A dynamic pathways strategy
Exploring dynamic adaptive policy pathways can support the staging of retreat and help to break the retreat process into manageable steps over time. The long-term perspective of the approach puts a retreat strategy back on the table next to protection and accommodation measures. It can illuminate where and how retreat can have positive outcomes and avoid increasing investments that eventually become higher sunk costs. Lessons for pathways to coastal retreat include a) engaging early with affected communities to build understanding of their risk tolerance, vulnerabilities, and values; and b) avoiding developments in places recognized as risky and where existing urbanization trends can be reversed through no-build zones and prohibited land uses; c) considering whether buying time through temporary accommodation, protection, or nature-based measures will trigger greater risk exposure and therefore worsen the problem over time, or whether these approaches facilitate a transition to retreat.
Marjolijn Haasnoot (Deltares/Utrecht University): “Breaking adaptation into manageable steps and aligning it with other social goals such as infrastructure maintenance and environmental conservation, can help to highlight when to start retreat and to achieve positive outcomes of retreat. The adaptation pathways approach provides a structured way to adapt most effectively across this uncertainty.”
Practical pathways insights
Managed retreat is not a single action but follows a series of actions including community engagement, vulnerability assessment, land use planning, active retreat, compensation, and repurposing. Three generic stages can be identified: prepare, active retreat and clean-up. To determine when to start active retreat, one can assess under what conditions retreat is required because of limitations of other strategies, indicating the latest moment at which active retreat should commence. On the other hand, the retreat process could be realized when it becomes more beneficial than other strategies. If planned now and integrated with social, economic, and cultural goals, the anticipatory and dynamic pathways to retreat can be a positive approach to reduce coastal risks and minimize regret of investments and social inequities.
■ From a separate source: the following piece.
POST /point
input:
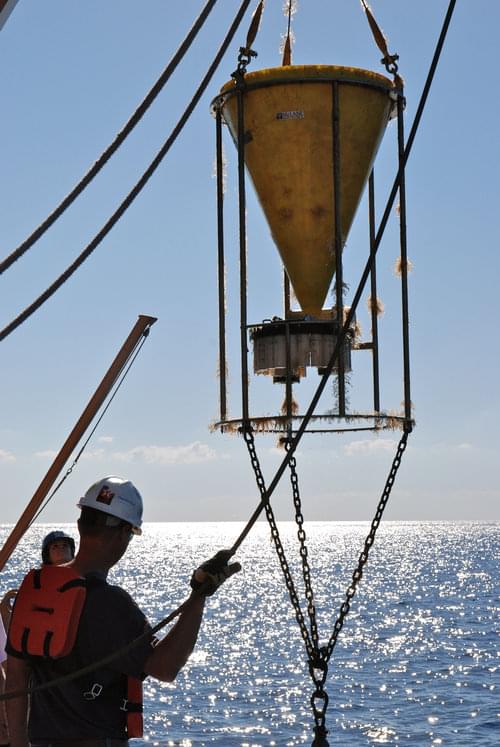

Judy Lawrence (New Zealand Climate Change Research Institute at Victoria University of Wellington): “ Retreat is a long term process and needs to start now through engagement with communities, increasing understanding that the risk levels are much higher than the past, designing funding and regulatory planning measures to avoid increasing the risk in currently exposed and vulnerable settlements and planning new developments in less risky areas while buying time through temporary adaptations such as protection and accommodation measures.“
Paper: M. Haasnoot, J. Lawrence, A. K. Magnan (2021) Pathways to coastal retreat. Science.